The news will not impact the paper. In fact, it may be more incentive for people to tender.

"Basically, the price moved a week before the tender was announced, probably seven or eight points on related buying.

"And when the tender came out they moved up another two points and then got stuck about a point below the tender price, reflecting some deal risk.

"They're already at pretty lofty levels," said the trader.

The PDVSA bonds due 2012 were quoted at 102.75 bid, 103.75 offered Thursday.

"They might be up a quarter of point today," the trader added.

Tender prices on offer range from $880.00 per $1,000 principal amount plus a $30.00 consent payment to $1,087.50 plus a $20.00 consent payment or €1,007.50 plus a €20.00 consent payment, depending on the particular issue involved. The 8½% notes due 2012 have a tender price of $1,040.00 per $1,000, including the consent payment.

PDVSA Finance Ltd. is seeking to buy back any and all of nine series of notes for a total of up to $2.5 billion and €88.4 million.

Fed caught off guard?

Meanwhile more concerns were expressed about the Federal Reserve moved aggressively enough on Wednesday when it raised the federal funds target rate by 25 basis points - a move that was widely expected. In its written statement, the Fed reiterated its language that it will increase rates at a "measured" pace.

While the market reacted favorably, some investors are wondering if the Fed is doing enough to contain inflation.

The market did have some anxiety prior to the hike, according to the buy-side source.

"At the same time, they [the Fed] will continue hiking. And probably as time goes by, they will find out that their hiking needs will be higher or the pace will have to be accelerated," he added.

The concern that the Fed is behind the curve was priced mildly in before the hike.
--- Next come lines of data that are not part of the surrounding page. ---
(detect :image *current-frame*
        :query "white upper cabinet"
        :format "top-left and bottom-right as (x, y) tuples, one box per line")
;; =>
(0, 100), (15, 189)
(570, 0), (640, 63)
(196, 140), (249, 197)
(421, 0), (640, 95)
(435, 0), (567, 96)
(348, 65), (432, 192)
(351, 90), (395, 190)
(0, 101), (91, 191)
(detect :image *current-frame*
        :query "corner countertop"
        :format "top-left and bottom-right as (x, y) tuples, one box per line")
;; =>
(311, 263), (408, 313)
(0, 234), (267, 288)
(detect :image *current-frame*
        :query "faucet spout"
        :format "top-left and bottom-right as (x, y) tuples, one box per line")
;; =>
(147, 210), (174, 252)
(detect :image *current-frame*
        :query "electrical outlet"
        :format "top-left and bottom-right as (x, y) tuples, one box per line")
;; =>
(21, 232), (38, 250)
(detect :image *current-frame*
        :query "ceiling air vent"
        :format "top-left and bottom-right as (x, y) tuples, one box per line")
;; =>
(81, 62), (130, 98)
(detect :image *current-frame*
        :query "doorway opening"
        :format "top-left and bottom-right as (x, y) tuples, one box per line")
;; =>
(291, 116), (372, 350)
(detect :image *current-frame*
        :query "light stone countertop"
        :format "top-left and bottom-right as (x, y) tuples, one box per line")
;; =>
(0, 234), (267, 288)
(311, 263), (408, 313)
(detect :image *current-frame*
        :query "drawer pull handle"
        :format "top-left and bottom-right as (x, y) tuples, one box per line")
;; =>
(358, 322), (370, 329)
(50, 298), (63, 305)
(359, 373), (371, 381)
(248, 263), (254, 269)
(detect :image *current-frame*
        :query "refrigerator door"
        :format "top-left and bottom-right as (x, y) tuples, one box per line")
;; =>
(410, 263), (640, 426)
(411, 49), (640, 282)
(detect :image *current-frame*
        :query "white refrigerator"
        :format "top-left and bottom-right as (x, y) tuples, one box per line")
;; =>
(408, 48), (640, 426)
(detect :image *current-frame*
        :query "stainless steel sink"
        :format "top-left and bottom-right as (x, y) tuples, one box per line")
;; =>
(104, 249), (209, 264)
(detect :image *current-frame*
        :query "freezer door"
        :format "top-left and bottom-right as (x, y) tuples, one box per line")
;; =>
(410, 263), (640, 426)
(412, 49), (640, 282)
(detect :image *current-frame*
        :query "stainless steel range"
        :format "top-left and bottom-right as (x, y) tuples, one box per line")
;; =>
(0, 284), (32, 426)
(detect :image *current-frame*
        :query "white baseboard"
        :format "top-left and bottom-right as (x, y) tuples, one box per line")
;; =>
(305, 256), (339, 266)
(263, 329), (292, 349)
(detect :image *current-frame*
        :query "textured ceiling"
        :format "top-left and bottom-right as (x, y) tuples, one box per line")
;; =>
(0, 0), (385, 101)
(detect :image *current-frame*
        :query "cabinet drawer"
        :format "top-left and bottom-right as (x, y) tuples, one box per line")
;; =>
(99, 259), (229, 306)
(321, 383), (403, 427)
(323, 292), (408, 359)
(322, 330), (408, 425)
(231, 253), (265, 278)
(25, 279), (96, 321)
"It was taken off after the hike. I think that will resurface," noted the buy-side source.

Market mixed

Emerging market paper performance was mixed with quiet movements Thursday as Brazil and Mexico performed relatively well compared to other major players in Latin America.

Brazil and Mexico's paper firmed up from Wednesday's response to the Fed hike and perhaps, from more position adjustment, according to Enrique Alvarez, Latin American strategist for think tank IDEAglobal.

"All of the others have seen a very slight drift to the downside," he said. "Uruguay in a delayed movement has been on the upside.

Treasuries' strong performance in the United States has been a catalyst for Mexico to continue to rise.

"It's all off the same old news as far as Latam is concerned, the market is partially satisfied with what we saw with the Fed.

"And I think it's basically catching its bearings now to see what the next price driver is going to be," said Alvarez.

"In the interim, you've seen some interest in Brazil which has driven the market up."

The Brazilian benchmark bond due 2040 was up 2.35 to 93¾ bid.

Its component of the EMBI Index rose 0.63%. Its spread to Treasuries tightened eight basis points to 638 basis points.

Mexico's bond due 2008 was up 0.350 to 113¼ bid while the bond due 2016 was up one point at 141 bid. Its component of the EMBI jumped 0.30%. Its spread to Treasuries tightened 11 basis points to 207 basis points.

Overall the JP Morgan EMBI Global index was up 0.25%. Its spread to Treasuries tightened four basis points to 478 basis points.